Buchanan’s troubles had only begun, and they were now about to be worsened by one of the weirdest episodes in the history of American politics. Few people outside Kansas knew anything about John Brown, and those within Kansas knew him only as the anti-slavery fanatic who had taken his own private revenge on the pro-slavery cause in the murders at Pottawatomie in May 1856. Brown raged against slavery with all the ill-controlled violence of his being.

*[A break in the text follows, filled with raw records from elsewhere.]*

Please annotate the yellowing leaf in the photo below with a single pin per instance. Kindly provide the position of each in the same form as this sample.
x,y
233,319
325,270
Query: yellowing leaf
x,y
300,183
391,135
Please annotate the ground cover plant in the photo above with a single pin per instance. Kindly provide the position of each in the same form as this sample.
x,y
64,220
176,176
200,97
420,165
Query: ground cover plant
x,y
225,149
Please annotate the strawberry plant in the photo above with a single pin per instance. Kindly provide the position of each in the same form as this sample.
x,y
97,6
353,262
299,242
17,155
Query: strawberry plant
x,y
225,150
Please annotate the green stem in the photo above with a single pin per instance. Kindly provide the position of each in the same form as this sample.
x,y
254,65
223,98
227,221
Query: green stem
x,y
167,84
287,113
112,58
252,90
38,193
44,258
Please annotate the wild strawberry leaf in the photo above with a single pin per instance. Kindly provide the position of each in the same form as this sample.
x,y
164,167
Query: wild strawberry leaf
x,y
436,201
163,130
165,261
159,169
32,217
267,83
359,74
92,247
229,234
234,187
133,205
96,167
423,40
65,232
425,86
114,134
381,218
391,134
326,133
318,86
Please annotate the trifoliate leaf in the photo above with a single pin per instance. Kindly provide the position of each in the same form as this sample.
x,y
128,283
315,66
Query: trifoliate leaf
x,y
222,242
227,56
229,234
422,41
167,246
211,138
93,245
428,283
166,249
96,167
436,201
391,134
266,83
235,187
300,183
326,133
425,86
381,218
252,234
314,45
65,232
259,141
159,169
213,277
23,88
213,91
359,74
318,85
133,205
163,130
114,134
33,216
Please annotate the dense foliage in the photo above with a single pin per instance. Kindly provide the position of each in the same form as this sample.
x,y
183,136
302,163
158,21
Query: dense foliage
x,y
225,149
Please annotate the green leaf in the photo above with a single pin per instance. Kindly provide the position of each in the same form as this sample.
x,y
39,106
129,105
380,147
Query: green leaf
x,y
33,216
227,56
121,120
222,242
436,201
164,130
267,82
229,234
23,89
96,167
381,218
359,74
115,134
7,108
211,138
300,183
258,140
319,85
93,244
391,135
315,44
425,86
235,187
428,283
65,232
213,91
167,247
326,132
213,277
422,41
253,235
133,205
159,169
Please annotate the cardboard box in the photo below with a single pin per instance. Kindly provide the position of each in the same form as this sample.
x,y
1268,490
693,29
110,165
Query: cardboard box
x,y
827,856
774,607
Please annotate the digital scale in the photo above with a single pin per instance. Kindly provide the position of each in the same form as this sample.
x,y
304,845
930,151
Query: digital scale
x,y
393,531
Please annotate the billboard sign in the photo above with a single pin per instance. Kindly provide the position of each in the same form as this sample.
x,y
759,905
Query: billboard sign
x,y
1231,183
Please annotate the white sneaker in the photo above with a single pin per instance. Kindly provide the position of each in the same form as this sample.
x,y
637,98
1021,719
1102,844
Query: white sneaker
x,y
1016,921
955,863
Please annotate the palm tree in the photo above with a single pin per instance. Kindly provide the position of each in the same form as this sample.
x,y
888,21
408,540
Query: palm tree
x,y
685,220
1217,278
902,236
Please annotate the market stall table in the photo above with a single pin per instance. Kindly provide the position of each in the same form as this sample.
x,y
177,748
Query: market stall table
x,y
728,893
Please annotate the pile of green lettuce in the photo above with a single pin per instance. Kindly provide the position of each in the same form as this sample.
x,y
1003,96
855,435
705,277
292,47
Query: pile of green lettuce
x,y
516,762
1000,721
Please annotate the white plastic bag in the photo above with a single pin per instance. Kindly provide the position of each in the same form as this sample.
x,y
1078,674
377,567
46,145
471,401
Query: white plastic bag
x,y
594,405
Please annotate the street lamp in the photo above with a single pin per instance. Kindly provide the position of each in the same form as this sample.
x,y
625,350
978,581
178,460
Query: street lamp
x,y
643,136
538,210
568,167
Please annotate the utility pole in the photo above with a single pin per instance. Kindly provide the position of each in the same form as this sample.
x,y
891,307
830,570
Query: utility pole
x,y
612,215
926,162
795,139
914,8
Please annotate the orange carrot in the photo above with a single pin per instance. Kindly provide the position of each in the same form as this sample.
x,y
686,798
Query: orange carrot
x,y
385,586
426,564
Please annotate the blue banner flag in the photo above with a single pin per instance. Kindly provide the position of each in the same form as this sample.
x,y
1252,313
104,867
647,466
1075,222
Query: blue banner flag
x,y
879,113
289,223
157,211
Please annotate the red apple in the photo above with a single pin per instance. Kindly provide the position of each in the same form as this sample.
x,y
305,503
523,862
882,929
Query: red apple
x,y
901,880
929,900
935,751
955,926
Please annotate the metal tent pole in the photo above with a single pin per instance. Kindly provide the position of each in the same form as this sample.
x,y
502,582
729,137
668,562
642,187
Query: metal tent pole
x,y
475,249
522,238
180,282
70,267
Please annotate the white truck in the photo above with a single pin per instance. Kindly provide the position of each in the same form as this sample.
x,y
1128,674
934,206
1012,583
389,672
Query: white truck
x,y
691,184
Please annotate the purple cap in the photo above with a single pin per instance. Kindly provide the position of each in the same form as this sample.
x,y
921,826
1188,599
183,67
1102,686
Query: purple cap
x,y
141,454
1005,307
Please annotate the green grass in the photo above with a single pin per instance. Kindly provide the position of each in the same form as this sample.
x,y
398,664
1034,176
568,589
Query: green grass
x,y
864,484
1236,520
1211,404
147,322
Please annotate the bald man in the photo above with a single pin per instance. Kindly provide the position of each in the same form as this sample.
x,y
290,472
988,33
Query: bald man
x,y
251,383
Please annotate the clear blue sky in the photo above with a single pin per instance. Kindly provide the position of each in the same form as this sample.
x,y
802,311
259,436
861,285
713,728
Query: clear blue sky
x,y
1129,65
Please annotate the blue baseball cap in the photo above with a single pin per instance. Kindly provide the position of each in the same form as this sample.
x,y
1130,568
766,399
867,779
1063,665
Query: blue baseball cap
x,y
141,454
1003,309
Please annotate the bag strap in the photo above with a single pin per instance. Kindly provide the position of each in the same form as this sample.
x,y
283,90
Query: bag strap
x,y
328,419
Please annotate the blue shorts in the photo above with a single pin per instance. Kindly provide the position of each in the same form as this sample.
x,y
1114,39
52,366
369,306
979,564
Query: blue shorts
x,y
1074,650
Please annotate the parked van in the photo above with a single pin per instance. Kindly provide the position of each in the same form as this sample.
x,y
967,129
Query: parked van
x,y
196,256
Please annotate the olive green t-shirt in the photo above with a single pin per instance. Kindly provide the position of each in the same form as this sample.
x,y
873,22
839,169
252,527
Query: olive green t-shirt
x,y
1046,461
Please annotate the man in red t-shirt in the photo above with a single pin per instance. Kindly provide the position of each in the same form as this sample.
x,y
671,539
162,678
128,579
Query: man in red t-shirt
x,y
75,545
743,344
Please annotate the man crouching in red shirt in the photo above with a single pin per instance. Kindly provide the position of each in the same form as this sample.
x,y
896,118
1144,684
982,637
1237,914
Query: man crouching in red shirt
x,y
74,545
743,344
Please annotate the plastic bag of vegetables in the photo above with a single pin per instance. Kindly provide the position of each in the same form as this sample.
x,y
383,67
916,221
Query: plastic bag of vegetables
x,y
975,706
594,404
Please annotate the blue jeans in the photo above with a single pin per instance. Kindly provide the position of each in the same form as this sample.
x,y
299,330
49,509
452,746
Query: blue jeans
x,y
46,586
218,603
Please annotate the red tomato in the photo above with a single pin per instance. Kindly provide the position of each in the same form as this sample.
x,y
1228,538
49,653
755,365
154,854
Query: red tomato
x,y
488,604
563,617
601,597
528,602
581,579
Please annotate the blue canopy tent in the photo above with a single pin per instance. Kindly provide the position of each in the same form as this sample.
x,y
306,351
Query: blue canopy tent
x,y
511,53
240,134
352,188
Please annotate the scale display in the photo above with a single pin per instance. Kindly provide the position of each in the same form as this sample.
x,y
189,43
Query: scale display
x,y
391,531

If Brown was a fanatic, he was also something of a visionary: profoundly moved by the injustice of slavery, a champion of the political equality of blacks, willing to break any man-made law in the interest of obeying a higher law of justice and right. “He was always an enigma,” wrote one anti-slavery journalist who met Brown in 1856, “a strange compound of enthusiasm and cold, methodic stolidity,—a volcano beneath a mountain of snow.”
48
Unfortunately for Brown, the temporary peace that Governor Geary brought to Kansas after the Pottawatomie massacre dried up most of the excitement Brown had derived from butchering hapless slaveholders. He took little interest in the debate
over the Lecompton Constitution, and instead he began to cast around for more substantial opportunities to wreak havoc on what he perceived as the satanic minions of the slave aristocracy. In December 1858 he participated in another raid, this time on Fort Scott, which liberated a free-state prisoner and killed a shopkeeper. Brown then raided into Missouri, liberating eleven Missouri slaves whom he then transported to Canada. But Brown got no thanks among the free-staters in Kansas, since his raids only drew the wrath of pro-slavery thugs down on their heads. “I consider it my duty to draw the scene of excitement to some other part of the country,” Brown announced, and once he deposited his fugitives in Canada in March 1859, he gave no more thought to Kansas.
49
Instead, Brown’s eye fell upon Virginia. Between January 1857 and June 1859, Brown began recruiting volunteers and money for a guerilla raid into the Old Dominion. Brown’s plan was to liberate as many slaves as he could find or who would flock to him, establish himself in a stronghold in the western Virginia mountains, and from there engulf all of the South in a massive slave insurrection. The initial object of the raid would be the federal arsenal at Harpers Ferry, on the upper Potomac River, where Brown would be able to seize the arms he would need to defend himself in the Virginia mountains. Listened to dispassionately, Brown’s scheme was bizarre to say the least, and Frederick Douglass, who had known Brown since 1847, tried to talk him out of it, down to almost the last minute. “My discretion or my cowardice made me proof against the dear old man’s eloquence,” Douglass said, reporting that he attempted to convince Brown in his last meeting with him that Harpers Ferry was “a perfect steel trap and that once in he would never get out alive.”